American media are so biased when we talk about Russia, according to the view broadcast on state media, that we can’t see these truths, whereas in Russia, as one pro-Kremlin lawmaker said with a straight face on a recent show, “we have true freedom of speech.”

On “60 Minut,” news stories that flesh out the theme of the day flash across the screen, then the hosts coax a discussion of the official take on what’s going on. The game-show presentation makes the debate that follows look like a competition. Everyone gets to take a turn, as graphics and videos flash across the screen and the “interactive floor.” During one episode, when I was talking about Russian and U.S. strikes against the Islamic State, the image on the floor was the view from a fighter jet aiming at a target.

In debates on these programs, I'm a pretty easy target, thanks to my inexact Russian and fumbling efforts to pull off self-effacing wit (imagine a combination of Yakov Smirnov and Balki). The hosts and guests are generally indulgent and occasionally help me find the right words, but in the end, it always turns out that the guys on the Kremlin’s side make the most sense.

Most American journalists based in Moscow avoid these shows. One, Michael Bohm, has become a household name with his frequent appearances, but he has no affiliation with household-name U.S. media. Most of my colleagues fluent enough to hold their own in a debate don’t see the upside of being a televised whipping boy and having their employer’s name dragged through the mud.

This was the theme of my first appearance on “60 Minut,” on Inauguration Day. That mondo screen in the back broadcast the inauguration proceedings in real time, interspersed with live reports from Washington. But the show started with a story of mine that ran that day plastered across that screen. It was a mostly lighthearted piece that poked fun at some of the over-the-top ways Russians were expressing their affection for Trump.

Skabeeva introduced me.

“We’ve never seen an author of The Washington Post and now let’s look at one: David Filipov, in our studio,” she said.

I bathed in the applause. Rock star.

But the point of bringing up the article was to use it (unfairly, I’d say) as an example of anti-Russian slant, and lead into a CNN story about who would take charge if Trump were assassinated before taking office. Putting the two reports together, the hosts nudged the audience to the conclusion that the U.S. media hates Russia and wants to stop Trump from improving relations with Moscow.

A pro-Kremlin legislator, Sergei Zheleznyak, drove home this point, raving about the conspiracy to me and the other outsiders -- a German reporter, and Owen Matthews, a British journalist who goes on Russian TV because he likes getting the opportunity to knock Putin on a live national broadcast.

Zheleznyak’s umbrage was mostly for show. During a commercial break, he smiled and said in fluent English, “I hope I didn't offend you.”

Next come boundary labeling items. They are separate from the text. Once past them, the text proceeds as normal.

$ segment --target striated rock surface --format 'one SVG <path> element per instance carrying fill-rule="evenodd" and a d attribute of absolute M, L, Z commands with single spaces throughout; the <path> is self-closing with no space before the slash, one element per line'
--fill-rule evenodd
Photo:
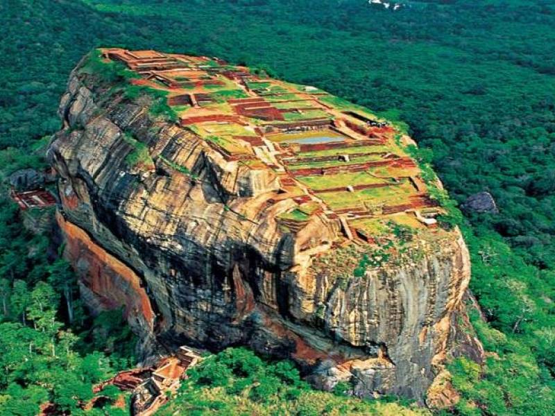
<path fill-rule="evenodd" d="M 422 399 L 464 314 L 470 263 L 456 229 L 393 236 L 379 256 L 343 217 L 313 215 L 292 231 L 279 218 L 297 204 L 280 199 L 274 170 L 226 159 L 153 115 L 148 96 L 126 98 L 83 65 L 49 157 L 90 308 L 123 306 L 145 358 L 184 343 L 246 345 L 296 360 L 322 388 L 346 381 L 359 396 Z M 130 135 L 148 149 L 141 163 L 130 163 Z M 373 261 L 353 276 L 364 256 Z M 456 394 L 444 395 L 438 403 Z"/>

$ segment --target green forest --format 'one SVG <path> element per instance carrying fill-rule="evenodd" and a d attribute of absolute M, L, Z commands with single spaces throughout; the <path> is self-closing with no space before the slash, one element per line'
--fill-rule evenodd
<path fill-rule="evenodd" d="M 45 402 L 126 414 L 116 392 L 101 408 L 82 404 L 92 385 L 135 364 L 134 336 L 117 311 L 87 315 L 62 247 L 24 229 L 6 183 L 46 166 L 69 73 L 101 46 L 218 56 L 405 123 L 452 198 L 488 191 L 499 208 L 463 211 L 460 224 L 483 313 L 472 309 L 471 319 L 488 354 L 483 372 L 464 358 L 450 365 L 462 396 L 452 413 L 555 414 L 552 1 L 422 0 L 393 11 L 366 0 L 3 0 L 0 25 L 0 415 L 35 415 Z M 250 363 L 241 380 L 239 361 Z M 264 400 L 273 414 L 420 412 L 401 398 L 319 396 L 296 371 L 224 352 L 162 414 L 251 414 Z M 253 378 L 274 390 L 247 392 L 246 404 L 230 397 Z"/>

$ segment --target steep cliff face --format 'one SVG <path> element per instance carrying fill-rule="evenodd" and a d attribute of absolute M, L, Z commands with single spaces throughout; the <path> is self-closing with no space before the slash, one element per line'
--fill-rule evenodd
<path fill-rule="evenodd" d="M 72 73 L 49 150 L 66 254 L 91 308 L 123 306 L 145 358 L 247 345 L 296 360 L 324 388 L 424 397 L 463 315 L 470 264 L 458 230 L 425 229 L 354 277 L 370 252 L 344 223 L 315 215 L 284 227 L 296 204 L 280 199 L 274 171 L 226 159 L 153 116 L 148 96 L 94 80 Z M 135 141 L 148 149 L 139 163 Z"/>

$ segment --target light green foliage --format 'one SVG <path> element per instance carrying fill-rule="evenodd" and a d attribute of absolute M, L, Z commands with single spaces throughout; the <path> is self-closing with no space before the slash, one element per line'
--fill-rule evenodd
<path fill-rule="evenodd" d="M 244 348 L 230 348 L 187 372 L 177 397 L 157 414 L 173 415 L 427 415 L 409 403 L 347 397 L 313 390 L 289 361 L 268 362 Z"/>
<path fill-rule="evenodd" d="M 504 337 L 511 345 L 525 346 L 518 354 L 539 368 L 538 376 L 527 371 L 522 379 L 509 376 L 520 372 L 520 361 L 511 364 L 513 356 L 504 356 L 503 371 L 488 362 L 488 371 L 505 376 L 488 380 L 502 386 L 518 379 L 520 397 L 530 398 L 529 407 L 518 408 L 508 399 L 508 411 L 500 414 L 554 414 L 549 395 L 538 395 L 553 385 L 555 373 L 552 2 L 410 4 L 391 12 L 363 0 L 8 0 L 0 13 L 1 177 L 44 166 L 30 148 L 59 128 L 56 110 L 67 75 L 101 45 L 262 63 L 280 77 L 402 120 L 421 148 L 433 150 L 434 167 L 452 198 L 460 202 L 488 190 L 500 208 L 496 215 L 466 214 L 472 229 L 465 232 L 472 256 L 471 286 L 490 321 L 475 324 L 488 349 Z M 28 281 L 32 290 L 48 275 L 44 250 L 28 250 L 42 244 L 21 232 L 15 212 L 2 202 L 0 274 L 12 284 L 2 286 L 4 296 L 15 290 L 15 280 Z M 456 221 L 465 225 L 460 214 Z M 22 322 L 21 312 L 8 312 L 9 320 Z M 17 388 L 3 386 L 0 396 L 16 395 Z M 34 414 L 26 409 L 40 401 L 42 390 L 25 388 L 28 395 L 19 396 L 18 406 L 2 402 L 0 408 Z M 501 392 L 488 393 L 498 410 Z M 469 394 L 459 410 L 481 412 Z M 302 399 L 299 403 L 298 409 L 305 408 Z M 538 409 L 542 403 L 546 408 Z"/>
<path fill-rule="evenodd" d="M 136 166 L 139 164 L 146 167 L 154 165 L 148 147 L 145 144 L 128 133 L 123 135 L 123 139 L 133 147 L 133 150 L 126 157 L 126 162 L 130 166 Z"/>

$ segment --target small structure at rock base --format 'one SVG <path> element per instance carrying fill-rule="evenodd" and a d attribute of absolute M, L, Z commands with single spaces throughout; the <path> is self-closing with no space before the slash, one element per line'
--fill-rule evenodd
<path fill-rule="evenodd" d="M 10 193 L 12 199 L 17 202 L 22 209 L 30 208 L 46 208 L 55 205 L 56 198 L 50 192 L 44 189 L 17 192 L 12 190 Z"/>
<path fill-rule="evenodd" d="M 167 393 L 175 392 L 185 378 L 185 371 L 195 365 L 200 357 L 191 349 L 180 347 L 174 356 L 162 362 L 151 377 L 133 391 L 131 413 L 135 416 L 149 416 L 168 401 Z"/>

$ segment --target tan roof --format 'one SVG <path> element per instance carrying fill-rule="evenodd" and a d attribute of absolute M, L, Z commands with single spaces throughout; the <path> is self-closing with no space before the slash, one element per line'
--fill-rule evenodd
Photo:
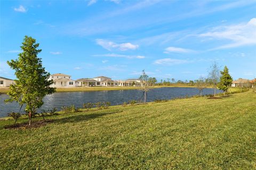
<path fill-rule="evenodd" d="M 68 79 L 67 79 L 67 78 L 59 78 L 59 79 L 56 79 L 53 81 L 75 81 L 75 80 Z"/>
<path fill-rule="evenodd" d="M 247 83 L 249 82 L 249 80 L 247 79 L 243 79 L 242 78 L 239 78 L 237 80 L 234 80 L 232 81 L 232 83 L 234 84 L 238 84 L 238 83 Z"/>
<path fill-rule="evenodd" d="M 51 76 L 71 76 L 71 75 L 65 74 L 62 73 L 56 73 L 51 75 Z"/>
<path fill-rule="evenodd" d="M 98 81 L 93 79 L 82 78 L 76 80 L 76 81 Z"/>
<path fill-rule="evenodd" d="M 107 76 L 99 76 L 94 78 L 94 79 L 96 79 L 96 78 L 105 78 L 107 79 L 111 79 L 111 78 L 108 78 Z"/>
<path fill-rule="evenodd" d="M 3 77 L 2 77 L 2 76 L 0 76 L 0 79 L 4 79 L 4 80 L 12 80 L 12 79 L 10 79 L 3 78 Z"/>

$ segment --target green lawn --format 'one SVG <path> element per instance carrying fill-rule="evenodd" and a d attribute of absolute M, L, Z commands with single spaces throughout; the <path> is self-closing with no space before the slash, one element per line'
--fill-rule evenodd
<path fill-rule="evenodd" d="M 0 121 L 1 169 L 256 169 L 252 90 L 47 118 L 23 130 Z"/>

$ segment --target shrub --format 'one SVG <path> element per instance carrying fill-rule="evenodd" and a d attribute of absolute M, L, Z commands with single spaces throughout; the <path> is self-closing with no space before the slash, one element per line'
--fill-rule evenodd
<path fill-rule="evenodd" d="M 95 106 L 99 109 L 106 109 L 108 108 L 109 106 L 111 105 L 110 102 L 97 102 L 95 104 Z"/>
<path fill-rule="evenodd" d="M 8 116 L 10 117 L 12 117 L 13 119 L 15 120 L 14 124 L 16 123 L 17 120 L 21 116 L 21 115 L 19 113 L 16 112 L 11 112 L 8 114 Z"/>
<path fill-rule="evenodd" d="M 155 99 L 154 101 L 155 103 L 162 103 L 162 102 L 166 102 L 168 100 L 167 99 Z"/>
<path fill-rule="evenodd" d="M 123 103 L 123 104 L 122 105 L 122 106 L 123 106 L 123 107 L 126 107 L 126 106 L 127 106 L 127 103 L 126 103 L 125 101 L 124 102 L 124 103 Z"/>
<path fill-rule="evenodd" d="M 92 103 L 85 103 L 83 105 L 83 108 L 86 109 L 87 110 L 93 108 L 94 106 L 94 104 Z"/>
<path fill-rule="evenodd" d="M 81 112 L 81 109 L 79 108 L 76 108 L 74 105 L 72 105 L 70 106 L 62 107 L 61 112 L 63 113 L 76 113 Z"/>
<path fill-rule="evenodd" d="M 131 105 L 135 105 L 136 103 L 137 103 L 137 101 L 135 100 L 130 100 L 129 101 L 129 103 Z"/>

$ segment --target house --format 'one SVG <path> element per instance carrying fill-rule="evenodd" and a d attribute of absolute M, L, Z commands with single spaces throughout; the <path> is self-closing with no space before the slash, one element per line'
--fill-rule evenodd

Another frequent guest on “60 Minut” who goes off on America on-screen is Andrei Bezrukov, in person a well-spoken and thoughtful commentator. He should be, because he is one of the sleeper spies exposed and expelled from the United States in 2010. I spent months chasing after him back then; another reason to go on these shows is you meet all sorts of fascinating people.

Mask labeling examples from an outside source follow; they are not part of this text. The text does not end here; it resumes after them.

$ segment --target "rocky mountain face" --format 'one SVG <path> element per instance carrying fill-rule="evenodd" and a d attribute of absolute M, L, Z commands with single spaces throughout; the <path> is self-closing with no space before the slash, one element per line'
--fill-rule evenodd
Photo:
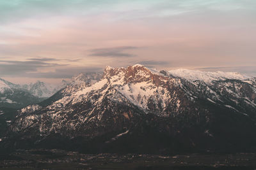
<path fill-rule="evenodd" d="M 255 150 L 255 79 L 184 72 L 107 67 L 99 81 L 71 83 L 22 109 L 2 145 L 84 152 Z"/>

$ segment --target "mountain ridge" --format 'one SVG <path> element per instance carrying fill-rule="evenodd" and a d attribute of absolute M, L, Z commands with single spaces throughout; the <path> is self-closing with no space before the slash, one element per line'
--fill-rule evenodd
<path fill-rule="evenodd" d="M 84 152 L 253 150 L 255 88 L 241 80 L 191 82 L 141 65 L 106 67 L 97 82 L 68 85 L 44 104 L 23 108 L 10 132 L 22 139 L 19 147 L 65 139 L 63 147 Z"/>

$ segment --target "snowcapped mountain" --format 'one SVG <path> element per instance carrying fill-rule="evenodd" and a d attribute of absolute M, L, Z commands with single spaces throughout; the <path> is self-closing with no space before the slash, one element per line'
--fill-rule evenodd
<path fill-rule="evenodd" d="M 212 81 L 224 80 L 239 80 L 243 81 L 252 78 L 251 76 L 243 75 L 238 73 L 234 72 L 206 72 L 197 70 L 179 69 L 169 71 L 168 73 L 174 76 L 185 78 L 191 81 L 200 80 L 205 83 L 211 83 Z"/>
<path fill-rule="evenodd" d="M 101 73 L 81 73 L 78 75 L 73 76 L 69 84 L 93 83 L 99 81 L 102 76 L 102 74 Z"/>
<path fill-rule="evenodd" d="M 22 109 L 10 132 L 21 148 L 57 140 L 84 152 L 255 150 L 252 82 L 232 73 L 107 67 L 97 82 L 70 84 Z"/>
<path fill-rule="evenodd" d="M 0 78 L 0 107 L 20 108 L 38 103 L 68 85 L 80 86 L 98 81 L 101 73 L 81 73 L 71 81 L 63 80 L 57 85 L 40 81 L 30 84 L 17 85 Z"/>
<path fill-rule="evenodd" d="M 20 108 L 40 101 L 20 85 L 0 78 L 0 108 Z"/>
<path fill-rule="evenodd" d="M 40 97 L 46 98 L 51 97 L 56 92 L 64 88 L 67 84 L 61 83 L 61 85 L 51 85 L 44 82 L 37 81 L 35 83 L 29 85 L 23 85 L 21 88 L 23 88 L 29 92 L 32 95 Z"/>

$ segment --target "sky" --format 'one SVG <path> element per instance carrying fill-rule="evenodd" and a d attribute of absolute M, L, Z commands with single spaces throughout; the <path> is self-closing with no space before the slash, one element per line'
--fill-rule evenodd
<path fill-rule="evenodd" d="M 56 83 L 137 63 L 256 76 L 255 0 L 1 0 L 0 77 Z"/>

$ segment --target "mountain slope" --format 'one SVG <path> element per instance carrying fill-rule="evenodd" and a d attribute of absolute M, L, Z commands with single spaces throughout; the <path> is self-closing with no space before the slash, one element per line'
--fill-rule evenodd
<path fill-rule="evenodd" d="M 155 153 L 255 149 L 255 86 L 233 77 L 210 82 L 173 74 L 141 65 L 107 67 L 97 82 L 70 85 L 44 104 L 21 110 L 11 134 L 20 139 L 18 148 Z M 56 140 L 62 142 L 55 146 Z"/>

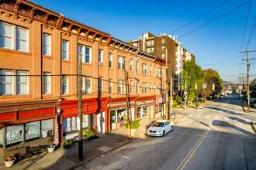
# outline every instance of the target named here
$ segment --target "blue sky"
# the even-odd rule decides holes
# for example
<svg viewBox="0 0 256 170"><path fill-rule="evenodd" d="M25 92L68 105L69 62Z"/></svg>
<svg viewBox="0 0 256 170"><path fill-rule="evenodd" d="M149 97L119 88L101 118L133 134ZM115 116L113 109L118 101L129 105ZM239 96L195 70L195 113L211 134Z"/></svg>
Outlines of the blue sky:
<svg viewBox="0 0 256 170"><path fill-rule="evenodd" d="M155 36L170 34L226 0L179 1L80 1L33 0L32 2L63 14L127 42L137 39L143 32ZM229 0L210 13L175 32L178 37L247 2ZM237 83L239 73L247 73L246 54L240 54L249 3L178 39L182 46L195 56L202 69L219 72L223 80ZM252 0L242 51L256 15L256 2ZM247 50L256 49L256 30ZM256 53L250 53L256 58ZM256 77L255 60L251 60L250 80Z"/></svg>

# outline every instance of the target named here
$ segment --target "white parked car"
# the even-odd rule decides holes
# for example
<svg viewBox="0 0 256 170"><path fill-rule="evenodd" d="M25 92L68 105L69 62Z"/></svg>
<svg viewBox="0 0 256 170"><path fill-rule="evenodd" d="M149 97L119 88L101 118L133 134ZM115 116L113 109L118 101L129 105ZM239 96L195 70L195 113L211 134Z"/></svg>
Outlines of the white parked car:
<svg viewBox="0 0 256 170"><path fill-rule="evenodd" d="M147 129L147 134L150 136L164 136L169 131L172 131L174 124L168 120L158 120Z"/></svg>

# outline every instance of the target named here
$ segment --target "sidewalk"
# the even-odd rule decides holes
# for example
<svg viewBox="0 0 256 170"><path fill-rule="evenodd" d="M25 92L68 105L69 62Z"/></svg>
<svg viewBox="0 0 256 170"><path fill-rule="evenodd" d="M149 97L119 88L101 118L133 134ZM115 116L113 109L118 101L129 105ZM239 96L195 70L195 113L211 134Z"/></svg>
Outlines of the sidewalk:
<svg viewBox="0 0 256 170"><path fill-rule="evenodd" d="M176 114L176 119L172 121L175 122L180 117L181 115ZM140 126L136 131L135 137L133 139L128 138L127 130L125 128L109 132L108 134L95 132L95 135L99 137L98 138L84 142L83 144L84 161L82 162L78 161L78 144L76 142L71 148L67 149L61 147L53 153L48 153L46 151L40 155L43 157L42 158L36 158L33 162L30 160L25 160L26 162L22 162L21 163L16 162L10 168L0 165L0 169L72 169L97 157L104 156L107 152L129 144L134 139L146 138L146 129L153 121L162 118L159 117L157 118L147 117L142 119L140 122Z"/></svg>

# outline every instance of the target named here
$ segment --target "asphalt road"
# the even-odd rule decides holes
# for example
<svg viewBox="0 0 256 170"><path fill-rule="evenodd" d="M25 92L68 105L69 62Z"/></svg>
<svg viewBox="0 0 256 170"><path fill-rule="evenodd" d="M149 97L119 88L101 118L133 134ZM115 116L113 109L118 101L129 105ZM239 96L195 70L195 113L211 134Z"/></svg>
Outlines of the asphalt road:
<svg viewBox="0 0 256 170"><path fill-rule="evenodd" d="M76 169L256 169L256 134L236 95L184 117L164 137L147 137Z"/></svg>

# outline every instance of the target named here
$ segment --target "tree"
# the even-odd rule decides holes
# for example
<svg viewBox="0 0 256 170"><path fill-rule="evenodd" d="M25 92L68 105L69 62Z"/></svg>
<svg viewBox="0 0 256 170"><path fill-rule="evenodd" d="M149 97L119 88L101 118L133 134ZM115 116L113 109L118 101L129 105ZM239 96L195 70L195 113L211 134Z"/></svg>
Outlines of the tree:
<svg viewBox="0 0 256 170"><path fill-rule="evenodd" d="M182 83L187 82L187 96L189 100L195 98L195 83L197 88L202 86L203 83L204 72L202 68L195 62L186 61L183 63Z"/></svg>
<svg viewBox="0 0 256 170"><path fill-rule="evenodd" d="M212 69L207 69L204 70L204 83L206 84L206 88L203 90L204 95L209 97L220 92L222 89L223 80L220 79L219 73ZM213 90L213 84L214 84L215 90Z"/></svg>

And then, every so often, there’s a chance to make a point that 2,833,200 Russians will hear. After appearing on a few shows, I started to anticipate the question and plan my answer.

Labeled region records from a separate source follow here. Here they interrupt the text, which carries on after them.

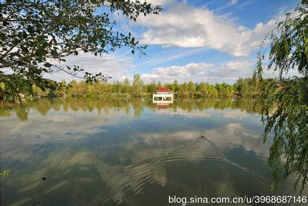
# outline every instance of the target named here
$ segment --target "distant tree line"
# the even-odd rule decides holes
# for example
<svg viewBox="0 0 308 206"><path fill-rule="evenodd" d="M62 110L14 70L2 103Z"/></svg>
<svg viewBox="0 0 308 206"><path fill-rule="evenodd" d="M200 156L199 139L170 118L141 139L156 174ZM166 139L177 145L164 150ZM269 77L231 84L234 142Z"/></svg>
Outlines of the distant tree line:
<svg viewBox="0 0 308 206"><path fill-rule="evenodd" d="M256 105L254 108L254 100L252 99L237 99L233 100L230 98L205 99L205 98L178 98L169 108L176 112L177 110L183 110L188 112L198 109L200 111L214 108L215 109L225 109L231 108L240 109L248 113L260 113L260 106ZM161 110L156 104L149 98L41 98L27 99L23 103L23 106L14 102L8 102L8 107L11 109L0 109L0 117L10 117L12 113L15 113L19 119L27 121L29 108L34 109L42 115L46 115L51 110L67 112L70 109L74 111L79 110L88 111L95 111L99 114L109 112L132 113L135 117L142 115L145 108L150 109L153 112Z"/></svg>
<svg viewBox="0 0 308 206"><path fill-rule="evenodd" d="M5 89L6 84L1 83L0 92L10 94ZM155 93L159 87L168 88L178 98L256 98L259 93L260 85L257 80L251 78L239 78L236 83L230 85L226 83L210 84L204 82L178 83L174 80L172 83L163 84L154 80L144 83L140 75L134 75L132 82L128 78L123 81L104 82L80 82L75 80L67 83L62 80L60 87L45 89L32 85L32 91L29 93L23 93L23 96L64 96L64 97L104 97L105 95L123 95L144 97ZM23 91L22 89L21 91ZM28 89L25 90L28 91Z"/></svg>

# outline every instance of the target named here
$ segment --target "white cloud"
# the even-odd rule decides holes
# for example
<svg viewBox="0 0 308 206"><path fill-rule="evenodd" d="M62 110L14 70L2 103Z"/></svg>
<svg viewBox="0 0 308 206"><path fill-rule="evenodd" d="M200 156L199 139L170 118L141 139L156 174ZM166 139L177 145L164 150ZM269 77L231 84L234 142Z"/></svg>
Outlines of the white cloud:
<svg viewBox="0 0 308 206"><path fill-rule="evenodd" d="M229 15L178 3L158 16L141 16L136 24L148 28L142 34L141 43L209 47L241 56L259 47L281 16L250 29L237 25Z"/></svg>
<svg viewBox="0 0 308 206"><path fill-rule="evenodd" d="M237 3L237 1L239 1L238 0L231 0L230 1L230 2L227 4L227 6L230 6L232 5L235 5L236 3Z"/></svg>
<svg viewBox="0 0 308 206"><path fill-rule="evenodd" d="M145 82L152 80L171 82L178 80L180 82L193 80L198 77L204 76L207 69L214 65L209 63L190 63L185 66L171 66L169 67L156 67L152 72L143 73L141 78Z"/></svg>
<svg viewBox="0 0 308 206"><path fill-rule="evenodd" d="M234 82L239 77L251 76L253 66L253 60L231 61L221 64L189 63L184 66L156 67L151 72L141 75L141 78L145 82L155 80L170 82L178 80L180 82L189 80L209 83Z"/></svg>

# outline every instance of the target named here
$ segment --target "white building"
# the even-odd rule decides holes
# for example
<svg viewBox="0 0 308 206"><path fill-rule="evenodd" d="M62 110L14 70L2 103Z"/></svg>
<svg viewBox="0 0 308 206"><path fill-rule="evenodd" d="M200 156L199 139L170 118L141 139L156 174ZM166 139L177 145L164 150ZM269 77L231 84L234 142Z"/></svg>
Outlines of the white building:
<svg viewBox="0 0 308 206"><path fill-rule="evenodd" d="M156 104L172 104L174 94L168 88L161 87L157 89L156 93L153 94L153 103Z"/></svg>

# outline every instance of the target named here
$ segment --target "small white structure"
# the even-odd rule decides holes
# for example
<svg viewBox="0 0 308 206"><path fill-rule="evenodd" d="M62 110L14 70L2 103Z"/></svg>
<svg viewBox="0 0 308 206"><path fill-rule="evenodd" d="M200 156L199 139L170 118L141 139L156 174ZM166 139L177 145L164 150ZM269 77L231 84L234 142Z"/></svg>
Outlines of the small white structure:
<svg viewBox="0 0 308 206"><path fill-rule="evenodd" d="M173 102L174 94L169 91L168 88L158 88L156 93L153 94L153 103L172 104Z"/></svg>

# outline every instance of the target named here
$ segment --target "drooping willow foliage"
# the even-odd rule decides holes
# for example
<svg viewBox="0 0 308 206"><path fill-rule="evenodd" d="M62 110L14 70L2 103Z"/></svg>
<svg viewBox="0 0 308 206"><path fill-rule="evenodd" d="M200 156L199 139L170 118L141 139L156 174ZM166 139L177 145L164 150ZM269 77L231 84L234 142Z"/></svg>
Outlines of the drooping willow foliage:
<svg viewBox="0 0 308 206"><path fill-rule="evenodd" d="M268 164L272 168L273 187L295 174L295 188L303 192L308 173L308 1L302 1L293 12L269 33L258 54L254 78L263 81L259 103L265 125L264 141L272 135L273 143ZM268 69L276 78L263 79L263 62L270 43ZM289 72L296 71L291 76Z"/></svg>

In the March 10 show, when Popov asks me why America hates Russia, I spring my trap.

“I know how to make people stop saying that Putin is the core of all the evil in the world,” I say confidently, fumbling only a couple of the words.

“Oh, please tell us,” Skabeeva sneers for the camera.

“Have you written about it in your newspaper?” Popov inquires.

“Not yet,” I wink, as though letting them in on some scoop.

“Okay, this is a very simple,” I continue in my Smirnovesque Russian. “He can run for the president and then lose with a distance of 3 million votes like Hillary Clinton did.”

I plow ahead despite misstating the stats.

“Then everybody will stop the talking about him.”

Popov gave a sarcastic chuckle. There was nothing to say to that.

I didn’t kill the lion. But I gave him a good yank on the tail.